Yellowknife (Dec 01/06) - We'll always remember, always think of these ladies," said Denyse Nadon-Holder.

She was speaking of the 14 women who were killed in Montreal on Dec. 6, 1989 by a young gunman.

NNSL Photo/graphic

Annie Goose lights a candle to remember violence against women during a ceremony held on Dec. 6, 2003. - NNSL file photo

Marc Lepine stood in front of a classroom of female engineering students at l'Ecole polytechnique, screamed "I hate feminists" and then opened fire. We must never forget about that moment, said Nadon-Holder.

However, she was also speaking of women closer to home who have died from violence.

Nadon-Holder is an organizer of Yellowknife's Dec. 6 vigil that remembers the Montreal Massacre.

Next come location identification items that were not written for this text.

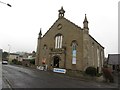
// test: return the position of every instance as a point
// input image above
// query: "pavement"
(97, 81)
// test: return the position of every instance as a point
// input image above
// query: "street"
(24, 77)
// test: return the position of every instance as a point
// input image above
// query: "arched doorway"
(56, 60)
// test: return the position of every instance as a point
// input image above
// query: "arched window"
(58, 41)
(74, 51)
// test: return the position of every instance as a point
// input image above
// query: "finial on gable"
(61, 12)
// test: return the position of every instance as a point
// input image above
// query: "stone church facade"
(68, 46)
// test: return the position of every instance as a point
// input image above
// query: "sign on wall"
(58, 70)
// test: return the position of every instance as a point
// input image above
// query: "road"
(23, 77)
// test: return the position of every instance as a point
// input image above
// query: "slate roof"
(114, 59)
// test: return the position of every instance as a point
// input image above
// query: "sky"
(21, 23)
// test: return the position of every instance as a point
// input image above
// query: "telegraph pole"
(6, 4)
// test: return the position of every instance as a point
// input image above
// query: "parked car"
(4, 62)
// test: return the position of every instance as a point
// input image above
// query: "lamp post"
(6, 4)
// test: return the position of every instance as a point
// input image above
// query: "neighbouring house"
(68, 46)
(114, 62)
(13, 56)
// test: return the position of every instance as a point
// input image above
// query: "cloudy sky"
(21, 23)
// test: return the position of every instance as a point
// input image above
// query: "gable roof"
(114, 59)
(58, 20)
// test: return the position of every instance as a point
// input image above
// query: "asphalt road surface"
(23, 77)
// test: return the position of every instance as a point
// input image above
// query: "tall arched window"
(74, 51)
(58, 41)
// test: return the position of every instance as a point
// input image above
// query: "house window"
(74, 45)
(58, 41)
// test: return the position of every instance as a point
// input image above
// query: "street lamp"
(6, 4)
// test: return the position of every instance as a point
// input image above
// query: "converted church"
(68, 46)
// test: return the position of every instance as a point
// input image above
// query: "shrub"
(91, 71)
(107, 73)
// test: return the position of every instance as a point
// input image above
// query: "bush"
(91, 71)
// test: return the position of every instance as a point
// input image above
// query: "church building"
(68, 46)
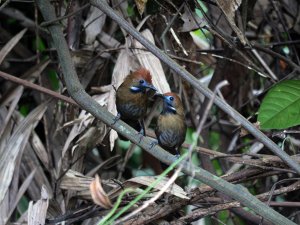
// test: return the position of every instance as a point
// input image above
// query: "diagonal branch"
(197, 85)
(77, 92)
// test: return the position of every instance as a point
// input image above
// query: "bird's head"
(140, 81)
(172, 103)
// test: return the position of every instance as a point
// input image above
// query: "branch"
(197, 85)
(77, 92)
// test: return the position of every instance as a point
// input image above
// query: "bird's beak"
(157, 94)
(150, 86)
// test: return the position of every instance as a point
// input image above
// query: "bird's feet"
(116, 119)
(153, 143)
(141, 135)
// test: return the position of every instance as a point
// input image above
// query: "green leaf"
(280, 108)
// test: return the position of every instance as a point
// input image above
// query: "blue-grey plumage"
(132, 98)
(171, 127)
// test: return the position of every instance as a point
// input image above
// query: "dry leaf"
(151, 63)
(93, 24)
(125, 63)
(146, 181)
(98, 194)
(37, 212)
(15, 147)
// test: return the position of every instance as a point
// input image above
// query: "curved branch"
(77, 92)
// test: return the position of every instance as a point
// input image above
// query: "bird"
(132, 99)
(171, 127)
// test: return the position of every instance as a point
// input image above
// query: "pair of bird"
(132, 102)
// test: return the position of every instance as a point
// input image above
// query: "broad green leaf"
(280, 108)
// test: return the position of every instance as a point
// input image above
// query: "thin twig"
(86, 102)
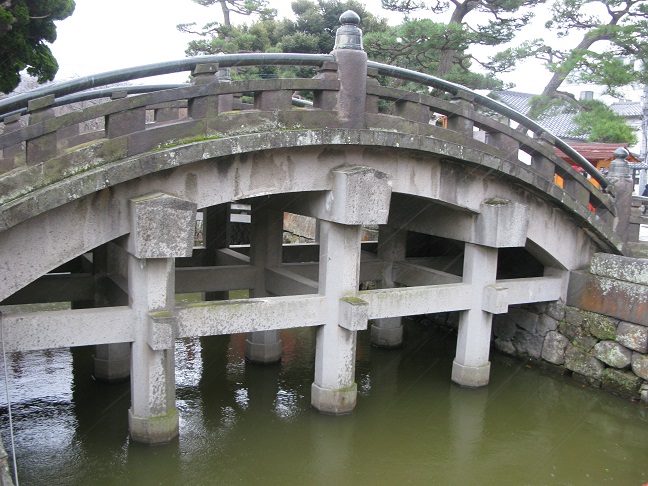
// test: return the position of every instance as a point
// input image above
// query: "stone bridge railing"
(40, 147)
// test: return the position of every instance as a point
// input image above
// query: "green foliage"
(421, 45)
(444, 48)
(25, 28)
(612, 49)
(600, 124)
(312, 31)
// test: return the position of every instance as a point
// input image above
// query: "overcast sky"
(103, 35)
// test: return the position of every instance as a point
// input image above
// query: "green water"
(247, 424)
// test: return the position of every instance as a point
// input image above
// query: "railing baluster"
(43, 147)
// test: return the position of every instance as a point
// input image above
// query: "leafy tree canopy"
(312, 31)
(611, 50)
(443, 48)
(25, 28)
(599, 123)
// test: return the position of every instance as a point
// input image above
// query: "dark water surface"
(247, 424)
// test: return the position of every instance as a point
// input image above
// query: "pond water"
(251, 424)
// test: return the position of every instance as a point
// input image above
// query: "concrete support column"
(153, 417)
(334, 390)
(388, 332)
(162, 228)
(471, 366)
(111, 361)
(265, 251)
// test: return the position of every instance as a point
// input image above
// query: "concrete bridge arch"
(128, 195)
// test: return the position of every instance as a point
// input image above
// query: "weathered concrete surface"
(633, 270)
(624, 300)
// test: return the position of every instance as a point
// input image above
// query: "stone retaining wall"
(600, 337)
(596, 349)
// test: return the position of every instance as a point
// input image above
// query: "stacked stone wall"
(596, 349)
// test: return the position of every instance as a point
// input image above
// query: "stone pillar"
(111, 361)
(265, 251)
(388, 332)
(471, 366)
(334, 389)
(352, 71)
(360, 196)
(162, 228)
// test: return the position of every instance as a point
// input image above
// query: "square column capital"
(162, 226)
(501, 224)
(360, 195)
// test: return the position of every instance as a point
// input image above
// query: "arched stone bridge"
(471, 218)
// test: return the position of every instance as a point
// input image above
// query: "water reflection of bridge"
(105, 218)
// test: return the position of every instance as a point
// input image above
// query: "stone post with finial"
(352, 71)
(621, 183)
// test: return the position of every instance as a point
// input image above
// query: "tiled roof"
(596, 151)
(627, 108)
(560, 125)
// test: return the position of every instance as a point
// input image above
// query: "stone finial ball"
(350, 17)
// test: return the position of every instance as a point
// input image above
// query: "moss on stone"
(600, 326)
(185, 141)
(354, 300)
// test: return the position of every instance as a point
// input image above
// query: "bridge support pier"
(471, 367)
(360, 196)
(112, 362)
(334, 390)
(388, 332)
(266, 238)
(153, 417)
(162, 228)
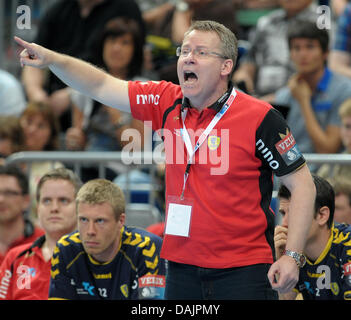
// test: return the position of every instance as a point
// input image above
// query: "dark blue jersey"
(76, 275)
(329, 277)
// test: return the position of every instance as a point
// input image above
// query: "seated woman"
(95, 126)
(119, 50)
(41, 133)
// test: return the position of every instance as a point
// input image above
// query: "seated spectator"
(330, 170)
(186, 11)
(97, 127)
(11, 137)
(342, 189)
(70, 27)
(266, 67)
(15, 227)
(25, 271)
(327, 249)
(118, 256)
(12, 99)
(170, 30)
(41, 133)
(314, 93)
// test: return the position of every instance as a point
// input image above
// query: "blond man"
(106, 259)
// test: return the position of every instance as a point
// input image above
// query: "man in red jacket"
(15, 228)
(25, 271)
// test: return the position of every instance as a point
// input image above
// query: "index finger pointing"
(22, 43)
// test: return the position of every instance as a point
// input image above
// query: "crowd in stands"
(284, 58)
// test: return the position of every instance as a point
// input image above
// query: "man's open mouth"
(189, 77)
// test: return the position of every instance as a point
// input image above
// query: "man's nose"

This year the vigil will focus more on women in the territories, she said, especially aboriginal women who bear the brunt of violence in the North.

It is important to remember the tragedy in Montreal, but to keep a perspective on what is happening at home, said Sharon Thomas, executive director for the Status of Women Council, one of the groups organizing the event.

"It was a really serious event against women in our history, but we're still dealing with violence against women on a day-to-day basis here," she said.

Focusing on present and future violence will help people remember that it is "absolutely and entirely, 100 per cent preventable," said Lyda Fuller, executive director for the Yellowknife YWCA.

The vigil here, which is part of the National Day of Remembrance and Action on Violence against Women recognized across Canada, will be held at Northern United Place on Wednesday, Dec. 6 from 3 to 6 pm.

Candles will be available for the vigil and moment of silence.

Counsellors will be on hand for anyone who needs them and there will be musical entertainment with Snowbird and Friends and others.

Though the focus is on women, "men are definitely welcome to come and participate," said Nadon-Holder.

It takes more than just women participating to end the violence, she said.

"We can't just look at the men and say 'oh, the men beat the women - put them in jail.' We have to look at the big picture," she said.

"It's a really stark reality in the NWT," said Alison Blackduck, an organizer with the YWCA. When it comes to violence, "we need to have reminders about what we lose," she said.

There is much work to be done, and that is what the vigil is about, said the women.

"I don't believe violence against women has been stigmatized enough," added Blackduck, "it's still seen as acceptable in some ways."

This is the final instalment in a seven-part series on women's and family organizations in the city.